Homilía de la Misa en Santa Marta

Jesús llora sobre Jerusalén porque no ha reconocido al que trae la paz. Lo acabamos de leer en el Evangelio de hoy (cfr. Lc 19,41-44). El Señor llora por la cerrazón del corazón de la ciudad santa, del pueblo elegido. ¡Jerusalén no tenía tiempo para abrirle la puerta! ¡Estaba tan ocupada, tan satisfecha de sí misma! Pero Jesús sigue llamando a las puertas, como tocó a la puerta del corazón de Jerusalén: a las puertas de sus hermanos y hermanas; a nuestras puertas —a las puertas de nuestro corazón—, a las puertas de su Iglesia. Jerusalén se sentía contenta, tranquila con su vida, y no necesitaba al Señor: ¡no se daba cuenta de que tenía necesitaba la salvación! Y cerró su corazón al Señor. El llanto de Jesús sobre Jerusalén es hoy el llanto sobre su Iglesia y sobre nosotros.

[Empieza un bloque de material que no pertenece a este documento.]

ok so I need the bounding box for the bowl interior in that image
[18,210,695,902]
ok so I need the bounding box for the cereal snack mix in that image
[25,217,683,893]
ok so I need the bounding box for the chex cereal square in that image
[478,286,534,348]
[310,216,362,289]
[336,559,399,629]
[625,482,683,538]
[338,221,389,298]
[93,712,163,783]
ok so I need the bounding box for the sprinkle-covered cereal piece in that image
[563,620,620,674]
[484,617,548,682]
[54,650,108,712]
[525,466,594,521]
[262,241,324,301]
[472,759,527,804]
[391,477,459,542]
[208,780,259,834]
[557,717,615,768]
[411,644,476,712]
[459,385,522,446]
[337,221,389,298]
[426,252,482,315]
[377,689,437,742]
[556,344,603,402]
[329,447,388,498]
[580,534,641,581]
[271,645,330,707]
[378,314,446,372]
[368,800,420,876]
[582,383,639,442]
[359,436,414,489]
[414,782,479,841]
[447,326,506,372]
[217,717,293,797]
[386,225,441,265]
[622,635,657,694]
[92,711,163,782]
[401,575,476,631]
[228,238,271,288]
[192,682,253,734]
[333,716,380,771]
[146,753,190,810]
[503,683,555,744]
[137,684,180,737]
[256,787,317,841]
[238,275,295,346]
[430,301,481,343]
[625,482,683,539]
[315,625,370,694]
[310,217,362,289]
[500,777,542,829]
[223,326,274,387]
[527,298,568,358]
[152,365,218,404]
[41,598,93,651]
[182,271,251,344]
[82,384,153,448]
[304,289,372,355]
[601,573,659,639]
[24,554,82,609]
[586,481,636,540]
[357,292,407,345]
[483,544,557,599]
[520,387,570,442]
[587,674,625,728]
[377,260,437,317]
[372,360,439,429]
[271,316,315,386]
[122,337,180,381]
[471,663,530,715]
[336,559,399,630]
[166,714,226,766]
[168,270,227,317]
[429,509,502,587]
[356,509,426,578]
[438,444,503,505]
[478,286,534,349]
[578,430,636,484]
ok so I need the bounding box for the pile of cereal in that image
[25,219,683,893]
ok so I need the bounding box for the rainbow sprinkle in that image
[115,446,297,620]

¿Por qué Jerusalén no recibió al Señor? Porque estaba tranquila con lo que tenía, y no quería problemas. Y también —lo dice el Señor en el Evangelio— ¡Si al menos tú comprendieras en este día lo que conduce a la paz! Pero no, porque no reconociste el momento de mi venida (Lc 19,42-43) Tenía miedo de ser visitada por el Señor; tenía miedo de la gratuidad de la visita del Señor. Estaba segura en las cosas que podía gestionar. También nosotros estamos seguros en lo que podemos manejar. Pero la visita del Señor, sus sorpresas, no las podemos controlar. Pues de eso tenía miedo Jerusalén: de ser salvada por el camino de las sorpresas del Señor. ¡Tenía miedo del Señor, de su Esposo, de su Amado! Y por eso llora Jesús.

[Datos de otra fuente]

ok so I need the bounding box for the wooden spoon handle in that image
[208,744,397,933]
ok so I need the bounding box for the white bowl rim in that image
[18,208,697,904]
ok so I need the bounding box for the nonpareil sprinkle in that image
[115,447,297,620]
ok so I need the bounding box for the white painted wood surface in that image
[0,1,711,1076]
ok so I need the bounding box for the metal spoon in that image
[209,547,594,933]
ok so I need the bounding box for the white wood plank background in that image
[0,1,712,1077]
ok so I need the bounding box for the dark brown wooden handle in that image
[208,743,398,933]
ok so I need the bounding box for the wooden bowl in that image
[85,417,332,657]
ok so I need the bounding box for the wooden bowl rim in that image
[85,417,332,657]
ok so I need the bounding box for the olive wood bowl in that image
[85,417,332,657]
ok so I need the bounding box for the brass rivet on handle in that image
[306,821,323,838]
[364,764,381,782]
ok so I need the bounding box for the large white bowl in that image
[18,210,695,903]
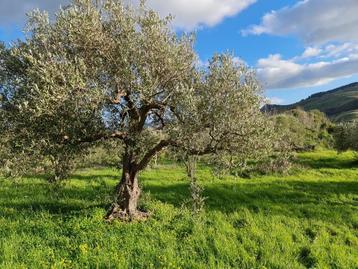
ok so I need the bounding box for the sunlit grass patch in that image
[0,150,357,268]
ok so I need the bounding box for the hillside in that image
[263,82,358,122]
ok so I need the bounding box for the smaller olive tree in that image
[272,108,333,152]
[170,55,279,162]
[333,121,358,153]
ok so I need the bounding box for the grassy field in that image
[0,150,357,268]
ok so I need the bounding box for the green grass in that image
[0,150,357,268]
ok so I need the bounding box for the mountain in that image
[263,82,358,122]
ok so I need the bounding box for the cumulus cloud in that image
[142,0,256,30]
[301,47,321,58]
[257,53,358,89]
[243,0,358,45]
[243,0,358,90]
[321,43,358,59]
[0,0,255,30]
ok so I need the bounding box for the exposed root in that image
[105,204,150,222]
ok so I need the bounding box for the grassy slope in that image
[265,83,358,122]
[0,151,357,269]
[334,109,358,122]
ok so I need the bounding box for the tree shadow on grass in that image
[0,169,120,220]
[1,170,357,225]
[0,180,113,218]
[69,174,118,181]
[0,201,109,218]
[145,180,358,224]
[296,155,358,169]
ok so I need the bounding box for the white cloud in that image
[243,0,358,90]
[267,96,285,105]
[243,0,358,45]
[301,47,321,58]
[321,43,358,59]
[257,53,358,89]
[0,0,256,30]
[143,0,256,30]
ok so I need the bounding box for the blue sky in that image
[1,0,358,104]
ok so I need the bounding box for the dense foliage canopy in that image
[333,121,358,153]
[0,0,280,219]
[272,108,333,151]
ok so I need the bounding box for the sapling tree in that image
[0,46,7,172]
[1,0,278,220]
[184,154,206,215]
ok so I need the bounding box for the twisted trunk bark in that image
[105,151,149,221]
[106,167,148,221]
[116,169,140,215]
[105,139,171,221]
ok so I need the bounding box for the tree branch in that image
[136,102,165,132]
[152,110,165,130]
[124,91,140,120]
[136,139,172,171]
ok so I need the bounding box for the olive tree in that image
[1,0,278,220]
[272,109,333,152]
[333,121,358,153]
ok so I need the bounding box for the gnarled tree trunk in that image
[117,169,140,214]
[106,169,147,221]
[105,151,148,221]
[105,140,171,221]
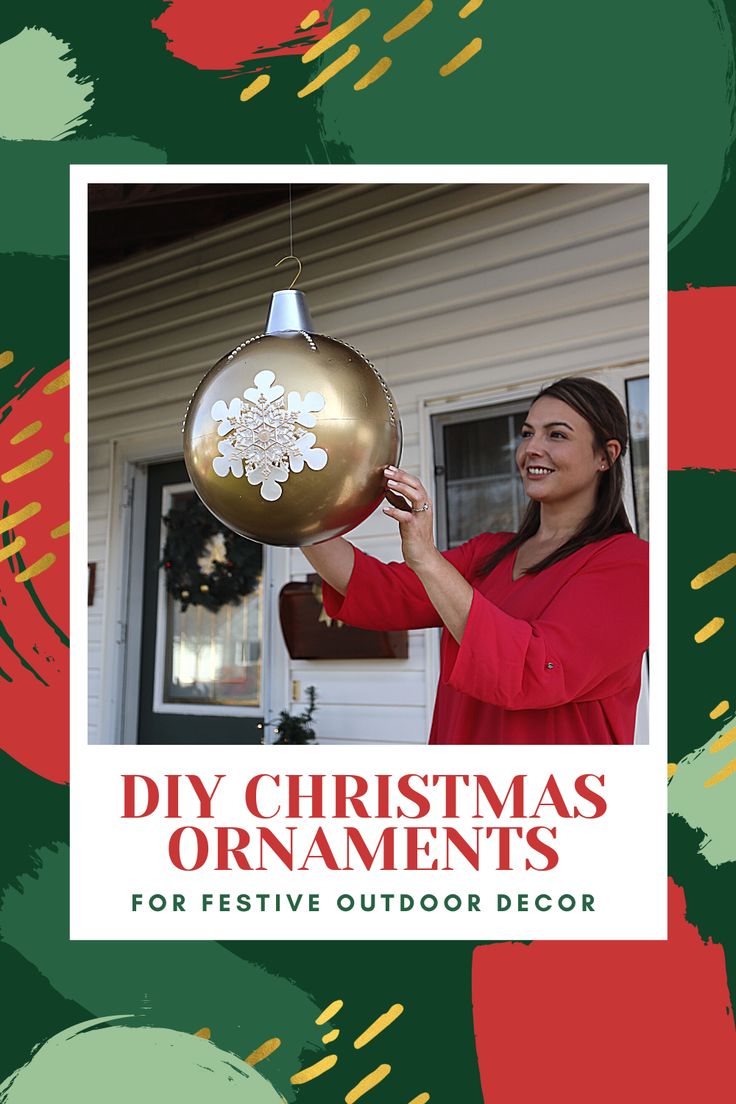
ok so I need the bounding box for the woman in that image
[303,377,648,745]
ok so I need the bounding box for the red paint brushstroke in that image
[473,879,736,1102]
[670,286,736,470]
[0,360,69,785]
[152,1,333,71]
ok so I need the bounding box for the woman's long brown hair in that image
[478,376,633,577]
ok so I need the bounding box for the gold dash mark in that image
[354,1004,404,1048]
[0,536,26,564]
[710,723,736,754]
[440,36,482,75]
[704,757,736,788]
[303,9,370,62]
[667,763,677,780]
[694,617,725,644]
[1,450,53,483]
[290,1053,338,1084]
[15,551,55,582]
[42,368,70,394]
[298,44,360,96]
[241,74,270,101]
[0,350,14,370]
[408,1094,431,1104]
[322,1028,340,1043]
[10,420,42,445]
[51,521,70,539]
[354,56,392,89]
[710,700,729,720]
[64,431,71,443]
[316,998,344,1025]
[194,1027,211,1039]
[459,0,483,16]
[245,1037,281,1065]
[301,9,322,29]
[691,553,736,590]
[0,501,41,535]
[384,1,432,41]
[345,1064,391,1103]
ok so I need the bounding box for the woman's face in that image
[515,395,614,508]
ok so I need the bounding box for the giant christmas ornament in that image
[183,285,402,547]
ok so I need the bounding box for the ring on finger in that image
[411,502,430,513]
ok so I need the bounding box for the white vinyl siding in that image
[89,181,648,744]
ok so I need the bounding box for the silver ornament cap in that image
[264,289,314,335]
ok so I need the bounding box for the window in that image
[432,402,528,548]
[625,376,649,540]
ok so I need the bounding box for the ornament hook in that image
[274,254,302,290]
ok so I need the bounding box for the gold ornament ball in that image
[183,331,402,547]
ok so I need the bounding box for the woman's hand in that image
[383,466,442,574]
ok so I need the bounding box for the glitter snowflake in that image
[211,369,328,501]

Cuando el Señor visita a su pueblo, nos trae la alegría, nos trae la conversión. Y todos tenemos miedo no de la alegría —¡no!—, pero sí de la alegría que trae el Señor, porque no podemos controlarla. Tenemos miedo de la conversión, porque convertirse significa dejar que el Señor nos conduzca. Jerusalén estaba tranquila y contenta mientras las cosas funcionasen: los sacerdotes hacían los sacrificios, la gente venía en peregrinación, los doctores de la ley lo tenían todo controlado… Todo claro: todos los mandamientos claros… Y con todo eso Jerusalén tenía la puerta cerrada.

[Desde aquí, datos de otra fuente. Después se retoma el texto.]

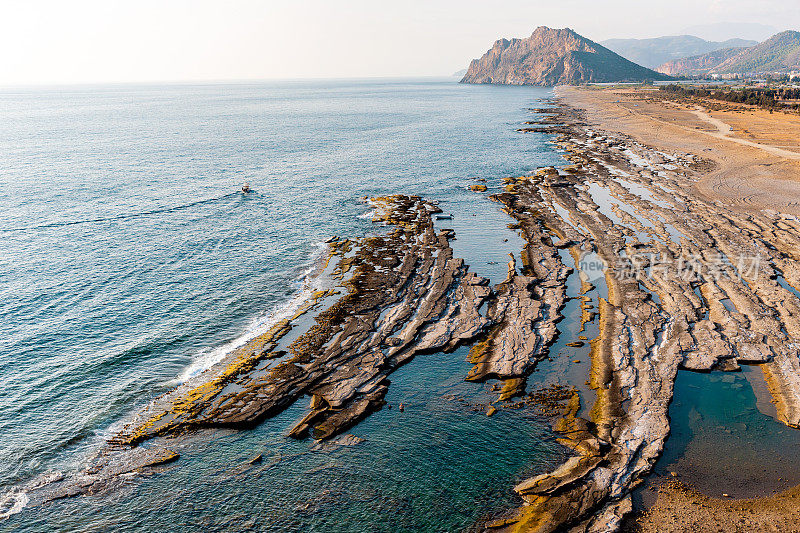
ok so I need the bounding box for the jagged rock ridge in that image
[656,47,748,77]
[461,26,670,86]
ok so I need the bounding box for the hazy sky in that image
[1,0,797,85]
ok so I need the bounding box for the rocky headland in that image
[461,27,669,86]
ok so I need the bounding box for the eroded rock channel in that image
[14,103,800,533]
[19,192,571,509]
[487,104,800,532]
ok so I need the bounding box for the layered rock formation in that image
[488,103,800,532]
[461,27,669,86]
[108,195,500,447]
[21,192,574,506]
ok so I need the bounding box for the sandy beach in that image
[558,86,800,215]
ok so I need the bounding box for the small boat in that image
[435,214,454,220]
[241,182,251,193]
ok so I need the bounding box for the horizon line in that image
[0,74,467,91]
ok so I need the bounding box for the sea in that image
[0,78,573,531]
[4,77,800,531]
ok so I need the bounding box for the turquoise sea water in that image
[0,79,572,530]
[648,366,800,499]
[5,78,800,531]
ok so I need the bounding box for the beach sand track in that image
[556,86,800,216]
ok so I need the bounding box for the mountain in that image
[601,36,756,69]
[461,27,669,86]
[712,31,800,74]
[657,30,800,77]
[656,47,748,77]
[680,22,778,43]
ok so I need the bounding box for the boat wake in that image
[2,192,242,232]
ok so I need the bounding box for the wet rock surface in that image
[487,102,800,532]
[116,195,498,444]
[21,192,571,507]
[12,100,800,532]
[20,196,486,498]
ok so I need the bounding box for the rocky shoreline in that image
[16,190,576,510]
[484,101,800,532]
[12,96,800,533]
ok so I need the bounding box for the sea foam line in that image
[172,241,331,385]
[0,490,29,520]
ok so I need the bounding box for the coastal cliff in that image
[461,26,669,86]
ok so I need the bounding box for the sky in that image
[0,0,797,85]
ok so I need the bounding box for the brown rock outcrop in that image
[461,27,669,86]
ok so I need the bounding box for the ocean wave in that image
[357,208,377,220]
[1,192,241,232]
[0,490,28,520]
[171,240,331,384]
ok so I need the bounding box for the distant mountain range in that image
[657,30,800,77]
[461,27,669,86]
[679,22,778,43]
[601,36,756,69]
[459,27,800,85]
[656,47,746,77]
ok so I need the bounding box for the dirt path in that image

La cruz, precio de ese rechazo, nos muestra el amor de Jesús, que le lleva a llorar, hoy también, —muchas veces— por su Iglesia. Yo me pregunto: hoy, los cristianos que conocemos la fe y el catecismo, que vamos a Misa todos los domingos…, cristianos y pastores ¿estamos contentos de nosotros? ¿Porque lo tenemos todo controlado y no necesitamos nuevas visitas del Señor? El Señor sigue llamando a la puerta de cada uno de nosotros y de su Iglesia, de los pastores de la Iglesia. Pero la puerta de nuestro corazón, de la Iglesia, de los pastores no se abre: y el Señor llora hoy también. Hagamos examen de conciencia. Pensemos en nosotros: ¿cómo estamos en este momento delante de Dios?